Ai! Kau ini gemar sekali mengganti topik dan bicara sesuka hati mu sendiri!”
“Aku
rasa terjadi sesuatu pada mu. Ekspresi mu itu…”
Hyuri
segera memegang wajahnya, “ada apa dengan ekspresi ku??” Kemudian tatapan Hyuri
pada Viceroy yang melintas. Ai menoleh dan mengamati Viceroy lalu kembali
menatap Hyuri yang sudah menundukan kepala.
“Terjadi
sesuatu antara kau dan Myungsoo?”
“Nee??”
Hyuri kembali menatap Ai. “Aa-aniya…” tiba-tiba Hyuri merasa udara hari ini
sangat panas.
“Wajah
ju memerah, Song Hyuri.”
“Huft!
Bisakah kau menghentikannya?!”
“Jadi
benar terjadi sesuatu antara Song Hyuri dan Kim Myungsoo?”
“Ai!”
Ai
melipat tangan menatap lurus Hyuri. “Banyak kejadian ganjil dan aku terus
memikirkannya.”
“Kejadian
ganjil?”
“Hasil
ramalan waktu itu, mungkin adalah semua kejadian sa’at ini. Kartu yang rumit,
secara global, aku dan YOWL. Begitu banyak kebetulan yang terjadi.”
“Itu
kejadian ganjilnya?”
“Yang
hingga kini menjadi pertanyaan di otak ku, bagaimana seorang Viceroy Jang
Hanbyul mendapatkan nomer ponsel ku.”
Hyuri
tersentak, punggungnya menegang.
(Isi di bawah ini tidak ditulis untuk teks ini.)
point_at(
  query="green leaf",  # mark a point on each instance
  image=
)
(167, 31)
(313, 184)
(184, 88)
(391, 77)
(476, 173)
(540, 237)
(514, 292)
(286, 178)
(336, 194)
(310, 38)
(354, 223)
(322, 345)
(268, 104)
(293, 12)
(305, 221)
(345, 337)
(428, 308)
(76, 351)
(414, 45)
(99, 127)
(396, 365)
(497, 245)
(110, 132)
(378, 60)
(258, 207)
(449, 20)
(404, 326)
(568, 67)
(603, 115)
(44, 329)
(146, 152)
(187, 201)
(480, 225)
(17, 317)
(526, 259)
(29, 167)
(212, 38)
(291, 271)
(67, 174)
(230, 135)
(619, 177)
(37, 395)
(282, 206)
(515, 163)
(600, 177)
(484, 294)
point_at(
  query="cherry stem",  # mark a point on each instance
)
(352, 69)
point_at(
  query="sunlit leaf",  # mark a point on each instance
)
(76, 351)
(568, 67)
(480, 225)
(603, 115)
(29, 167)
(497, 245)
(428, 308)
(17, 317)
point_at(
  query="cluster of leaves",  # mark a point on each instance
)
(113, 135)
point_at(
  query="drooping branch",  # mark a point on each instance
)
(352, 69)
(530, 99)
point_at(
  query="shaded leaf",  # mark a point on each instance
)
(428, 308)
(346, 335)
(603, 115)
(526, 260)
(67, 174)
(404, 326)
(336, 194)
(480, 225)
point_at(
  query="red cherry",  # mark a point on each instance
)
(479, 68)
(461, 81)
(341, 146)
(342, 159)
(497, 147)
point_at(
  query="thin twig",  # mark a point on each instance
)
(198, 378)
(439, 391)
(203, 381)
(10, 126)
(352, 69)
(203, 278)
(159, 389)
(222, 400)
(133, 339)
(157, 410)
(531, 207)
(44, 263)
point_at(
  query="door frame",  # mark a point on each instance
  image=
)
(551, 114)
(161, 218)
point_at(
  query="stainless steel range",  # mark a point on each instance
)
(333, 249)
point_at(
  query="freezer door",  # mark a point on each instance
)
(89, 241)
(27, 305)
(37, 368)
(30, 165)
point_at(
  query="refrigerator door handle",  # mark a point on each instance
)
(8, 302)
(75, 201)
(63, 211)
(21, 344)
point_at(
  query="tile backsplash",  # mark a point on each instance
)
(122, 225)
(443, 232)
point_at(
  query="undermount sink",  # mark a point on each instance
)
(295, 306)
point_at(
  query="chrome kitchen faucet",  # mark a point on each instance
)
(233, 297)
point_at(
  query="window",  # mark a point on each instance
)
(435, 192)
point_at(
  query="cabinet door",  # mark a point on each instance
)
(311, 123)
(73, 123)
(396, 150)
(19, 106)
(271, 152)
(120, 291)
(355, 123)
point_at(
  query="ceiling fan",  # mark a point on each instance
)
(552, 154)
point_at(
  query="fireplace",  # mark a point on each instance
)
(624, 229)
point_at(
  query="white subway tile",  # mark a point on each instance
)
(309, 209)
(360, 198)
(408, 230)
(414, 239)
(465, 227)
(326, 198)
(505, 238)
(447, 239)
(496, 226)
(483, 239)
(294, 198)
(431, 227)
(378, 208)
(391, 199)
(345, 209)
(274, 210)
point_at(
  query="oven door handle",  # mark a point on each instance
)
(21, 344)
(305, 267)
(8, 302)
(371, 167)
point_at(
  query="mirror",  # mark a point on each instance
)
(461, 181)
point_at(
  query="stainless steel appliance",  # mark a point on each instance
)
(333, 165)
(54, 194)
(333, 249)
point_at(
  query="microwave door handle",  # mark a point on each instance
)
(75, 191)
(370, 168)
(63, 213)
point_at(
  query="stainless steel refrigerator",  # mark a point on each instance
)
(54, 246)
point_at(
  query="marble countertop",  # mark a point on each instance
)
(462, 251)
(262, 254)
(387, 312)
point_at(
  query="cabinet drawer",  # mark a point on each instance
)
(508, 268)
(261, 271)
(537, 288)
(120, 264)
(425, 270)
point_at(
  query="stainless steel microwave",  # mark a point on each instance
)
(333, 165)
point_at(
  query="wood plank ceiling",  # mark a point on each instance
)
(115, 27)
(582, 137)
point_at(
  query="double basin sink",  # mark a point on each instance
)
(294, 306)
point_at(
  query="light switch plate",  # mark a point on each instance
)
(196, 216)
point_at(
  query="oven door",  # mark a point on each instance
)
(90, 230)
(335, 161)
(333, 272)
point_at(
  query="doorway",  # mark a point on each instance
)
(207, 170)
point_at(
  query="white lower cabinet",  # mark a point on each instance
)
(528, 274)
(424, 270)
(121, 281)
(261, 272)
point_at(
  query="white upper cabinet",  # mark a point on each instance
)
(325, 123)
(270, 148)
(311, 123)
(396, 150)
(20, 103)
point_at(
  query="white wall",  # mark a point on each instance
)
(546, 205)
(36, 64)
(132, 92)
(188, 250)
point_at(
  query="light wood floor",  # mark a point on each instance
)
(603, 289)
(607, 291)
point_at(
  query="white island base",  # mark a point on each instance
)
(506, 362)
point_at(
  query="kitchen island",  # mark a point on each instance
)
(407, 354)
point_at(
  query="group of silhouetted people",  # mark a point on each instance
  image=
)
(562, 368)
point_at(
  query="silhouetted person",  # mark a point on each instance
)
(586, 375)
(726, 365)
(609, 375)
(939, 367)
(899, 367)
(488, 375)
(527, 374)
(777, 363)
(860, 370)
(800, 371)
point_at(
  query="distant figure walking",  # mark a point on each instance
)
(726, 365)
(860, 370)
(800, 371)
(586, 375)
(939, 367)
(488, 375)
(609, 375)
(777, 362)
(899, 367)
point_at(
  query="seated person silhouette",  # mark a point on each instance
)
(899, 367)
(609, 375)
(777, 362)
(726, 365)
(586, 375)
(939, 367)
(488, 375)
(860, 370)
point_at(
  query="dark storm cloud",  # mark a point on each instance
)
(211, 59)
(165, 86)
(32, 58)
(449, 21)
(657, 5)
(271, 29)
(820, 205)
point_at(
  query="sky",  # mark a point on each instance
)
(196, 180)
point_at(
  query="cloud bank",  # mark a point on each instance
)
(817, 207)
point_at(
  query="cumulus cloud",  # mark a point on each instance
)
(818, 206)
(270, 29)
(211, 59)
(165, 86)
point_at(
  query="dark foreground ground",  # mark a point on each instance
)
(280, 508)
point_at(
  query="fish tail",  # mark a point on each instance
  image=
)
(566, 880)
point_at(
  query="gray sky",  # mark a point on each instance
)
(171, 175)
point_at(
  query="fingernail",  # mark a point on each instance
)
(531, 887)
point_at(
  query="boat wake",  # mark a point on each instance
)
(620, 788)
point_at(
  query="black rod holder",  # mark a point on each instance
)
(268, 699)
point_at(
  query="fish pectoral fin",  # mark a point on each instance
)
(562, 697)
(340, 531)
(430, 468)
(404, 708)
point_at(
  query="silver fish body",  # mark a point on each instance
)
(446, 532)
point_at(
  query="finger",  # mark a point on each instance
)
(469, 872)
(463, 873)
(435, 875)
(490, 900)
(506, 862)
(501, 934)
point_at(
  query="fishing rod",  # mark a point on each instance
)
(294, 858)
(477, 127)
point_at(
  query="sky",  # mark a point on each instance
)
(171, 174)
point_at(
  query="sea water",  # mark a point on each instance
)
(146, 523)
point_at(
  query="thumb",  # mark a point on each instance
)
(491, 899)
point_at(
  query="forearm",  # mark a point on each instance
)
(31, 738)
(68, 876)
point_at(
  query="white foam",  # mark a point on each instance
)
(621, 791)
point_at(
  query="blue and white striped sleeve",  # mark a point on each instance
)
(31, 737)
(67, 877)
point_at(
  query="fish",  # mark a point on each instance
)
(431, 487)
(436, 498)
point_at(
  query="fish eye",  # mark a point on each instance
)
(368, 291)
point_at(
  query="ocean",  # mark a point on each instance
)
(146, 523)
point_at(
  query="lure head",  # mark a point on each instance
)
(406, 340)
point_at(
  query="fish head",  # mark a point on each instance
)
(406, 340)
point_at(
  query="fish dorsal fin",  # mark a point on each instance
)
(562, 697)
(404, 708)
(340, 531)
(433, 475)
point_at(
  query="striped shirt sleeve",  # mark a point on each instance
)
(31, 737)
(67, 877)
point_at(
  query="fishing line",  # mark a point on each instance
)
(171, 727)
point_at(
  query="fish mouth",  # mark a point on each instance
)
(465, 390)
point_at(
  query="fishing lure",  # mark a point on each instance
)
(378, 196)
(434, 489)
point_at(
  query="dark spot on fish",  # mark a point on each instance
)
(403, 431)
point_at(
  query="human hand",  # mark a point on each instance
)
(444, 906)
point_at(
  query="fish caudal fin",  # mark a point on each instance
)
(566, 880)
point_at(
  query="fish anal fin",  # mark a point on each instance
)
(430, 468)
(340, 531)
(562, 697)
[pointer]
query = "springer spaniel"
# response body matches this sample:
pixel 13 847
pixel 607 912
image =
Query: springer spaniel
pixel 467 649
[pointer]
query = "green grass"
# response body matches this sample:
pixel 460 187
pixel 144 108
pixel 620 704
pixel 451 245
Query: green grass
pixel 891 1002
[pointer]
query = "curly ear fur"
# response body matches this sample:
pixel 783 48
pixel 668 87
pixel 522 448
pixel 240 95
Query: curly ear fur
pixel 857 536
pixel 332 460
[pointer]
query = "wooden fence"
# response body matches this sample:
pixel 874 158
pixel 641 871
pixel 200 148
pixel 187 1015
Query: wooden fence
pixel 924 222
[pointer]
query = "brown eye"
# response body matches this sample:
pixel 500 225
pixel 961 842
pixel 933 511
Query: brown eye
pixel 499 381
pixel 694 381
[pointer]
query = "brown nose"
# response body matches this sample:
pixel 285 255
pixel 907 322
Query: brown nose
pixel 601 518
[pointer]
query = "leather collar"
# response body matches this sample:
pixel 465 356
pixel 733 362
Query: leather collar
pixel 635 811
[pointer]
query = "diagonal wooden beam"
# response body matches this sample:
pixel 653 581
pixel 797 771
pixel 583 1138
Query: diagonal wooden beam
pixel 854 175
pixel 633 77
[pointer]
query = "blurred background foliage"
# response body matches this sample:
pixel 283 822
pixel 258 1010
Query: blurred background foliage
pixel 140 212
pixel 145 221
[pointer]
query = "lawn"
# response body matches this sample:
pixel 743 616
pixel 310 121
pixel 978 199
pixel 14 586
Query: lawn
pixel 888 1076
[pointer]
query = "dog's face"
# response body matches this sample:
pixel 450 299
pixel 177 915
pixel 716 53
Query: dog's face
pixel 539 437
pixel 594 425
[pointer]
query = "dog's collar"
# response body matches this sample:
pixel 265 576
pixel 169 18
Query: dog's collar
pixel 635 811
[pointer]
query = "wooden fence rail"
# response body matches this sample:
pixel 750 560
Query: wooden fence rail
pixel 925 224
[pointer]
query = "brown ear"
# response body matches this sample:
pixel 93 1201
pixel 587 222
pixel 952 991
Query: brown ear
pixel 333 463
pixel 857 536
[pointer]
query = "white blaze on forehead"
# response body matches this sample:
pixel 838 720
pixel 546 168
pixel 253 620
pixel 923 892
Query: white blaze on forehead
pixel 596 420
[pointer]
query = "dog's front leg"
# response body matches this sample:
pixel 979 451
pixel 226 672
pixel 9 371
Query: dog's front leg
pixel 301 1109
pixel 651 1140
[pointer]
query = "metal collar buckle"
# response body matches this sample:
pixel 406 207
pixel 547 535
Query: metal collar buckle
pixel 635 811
Jantungnya hampir lepas karena pernyataan
mengagetkan yang terlontar ringan dari mulut Ai. “Hanbyul mengetahu nomer
ponsel ku, sebelum aku membagikan lamaran YOWL. Itu kejadian ganjil yang aku
maksud.” Imbuh Ai semakin membuat Hyuri merasa di adili untuk mengakui itu
adalah perbuatannya.
Hyuri
tak kuasa membalas tatapan Ai. Ia menundukan kepala di depan Ai, sementara itu,
Ai masih lurus menatapnya. Perlahan Hyuri mengangkat kepala, memberanikan diri
menatap Ai. “Ai, jika kau berkata jujur pada mu, apa kau akan marah dan
membenci ku?”
“Jujur?
Tentang?”
-------
Hyuri
mondar-mandir sambil menggigit kuku jari tangannya. Ia terlihat bingung dan
panik. Jaejoong tak sengaja melihat Hyuri. Ia pun menghampiri Hyuri.
“Song
Hyuri.”
“Jaejoong.”
Jaejoong
heran melihat ekspresi Hyuri. “Ada apa? Apa terjadi sesuatu yang buruk?”
Jaejoong
dan Hyuri duduk bersama. Hyuri menceritakan semua pada Jaejoong. Hyuri mengakui
semua pada Ai dan kini ia melakukan hal yang sama, mengakui semua pada
Jaejoong. Hyuri mengaku jika dia-lah yang memberikan nomer ponsel Ai pada
Hanbyul sebagai imbalan tumpangan yang di berikan Hanbyul untuknya. Setelah
mengakui semua pada Ai, kini Hyuri khawatir bahkan sangat takut Ai akan marah
dan membencinya. Ai tak mengucap sepatah kata pun usai mendengar pengakuan
Hyuri. Ai pergi begitu saja meninggalkan Hyuri.
“Jadi
ancaman waktu itu benar adanya? Kau tidak main-main ingin mengacaukan YOWL dan
Viceroy dengan membuat Ai dan Hanbyul saling menyukai?”
“Jaejoong,
bukan begitu… hah… aku tahu aku salah tapi sungguh bukan seperti itu. Jika kau
juga menyadarinya, Hanbyul memang menyukai Ai dari awal, bukan karena aku.”
“Kau
mempermulus jalan Hanbyul.”
“Baiklah,
iya, ini salah ku. Aku siap menerima konsekwensinya. Kalian pantas membenci
ku.” Hyuri menunduk pasrah.
Jaejoong
terdiam. Ia benar kesal dan marah namun ia tak boleh melampiaskan itu semua
terlebih pada Hyuri. Karena Jaejoong tahu, Ai sangat menyayangi Hyuri. Tapi
setelah mengetahui Hyuri berkhianat, apakah Ai akan tetap mempertahankan Hyuri?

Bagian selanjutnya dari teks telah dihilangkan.